When the economy is doing badly, Government popularity takes a nosedive. That may sound like commonsense. But now it has been proved by politics lecturer Neil Gavin of Liverpool University.
He and his research assistant spent a year analysing economics coverage on television news. Taking topics, such as inflation, unemployment, interest rates and tax, they looked at whether the stories were good or bad news for the Government. The results were matched with the Government's poll ratings.
"The results were very, very clear," said Dr Gavin. "The relationship jumps out."
Their research, funded with a Pounds 25,000 grant from the Economic and Social Research Council, found that for every piece of good or bad news the Government's popularity rose or fell by 0.2 per cent. The figure sounds small. But the effect in the long term is significant.
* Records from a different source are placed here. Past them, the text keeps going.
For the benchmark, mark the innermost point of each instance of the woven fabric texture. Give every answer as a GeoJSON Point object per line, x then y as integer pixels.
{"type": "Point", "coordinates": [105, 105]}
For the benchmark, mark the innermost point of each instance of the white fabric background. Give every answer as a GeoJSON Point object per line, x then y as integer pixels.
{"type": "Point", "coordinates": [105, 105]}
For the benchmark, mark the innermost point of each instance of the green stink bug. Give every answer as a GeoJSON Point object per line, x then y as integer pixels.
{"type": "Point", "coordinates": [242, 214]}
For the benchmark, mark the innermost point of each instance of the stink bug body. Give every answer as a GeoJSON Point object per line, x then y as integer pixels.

In any given week, the BBC and ITV run an average or two or three economic news stories. "Many small changes in the short term may make a considerable contribution to Government popularity in the medium term," said Dr Gavin.
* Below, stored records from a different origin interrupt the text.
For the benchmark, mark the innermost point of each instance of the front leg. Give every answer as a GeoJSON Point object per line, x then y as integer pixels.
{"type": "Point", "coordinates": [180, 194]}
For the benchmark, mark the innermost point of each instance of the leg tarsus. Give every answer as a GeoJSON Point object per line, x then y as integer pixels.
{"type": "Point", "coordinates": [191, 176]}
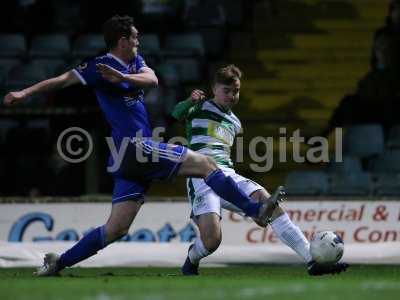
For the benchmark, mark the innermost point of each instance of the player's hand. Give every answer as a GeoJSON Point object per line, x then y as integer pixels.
{"type": "Point", "coordinates": [197, 96]}
{"type": "Point", "coordinates": [14, 97]}
{"type": "Point", "coordinates": [110, 73]}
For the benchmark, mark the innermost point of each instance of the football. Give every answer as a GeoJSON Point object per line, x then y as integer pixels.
{"type": "Point", "coordinates": [326, 247]}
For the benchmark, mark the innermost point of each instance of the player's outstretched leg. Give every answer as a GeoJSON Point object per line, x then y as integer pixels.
{"type": "Point", "coordinates": [288, 232]}
{"type": "Point", "coordinates": [291, 235]}
{"type": "Point", "coordinates": [208, 241]}
{"type": "Point", "coordinates": [122, 216]}
{"type": "Point", "coordinates": [198, 165]}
The implication will not surprise anyone: by engineering an economic revival in the year before an election, a Government may gain an electoral advantage. The problem for governments is that such economic revivals are not so easy to bring about.
In follow-up research Dr Gavin found people had hazy ideas about economic terms like gross domestic product, the public sector borrowing requirement, interest rates and inflation. But that did not prevent them knowing when an economic story was bad news for the Government.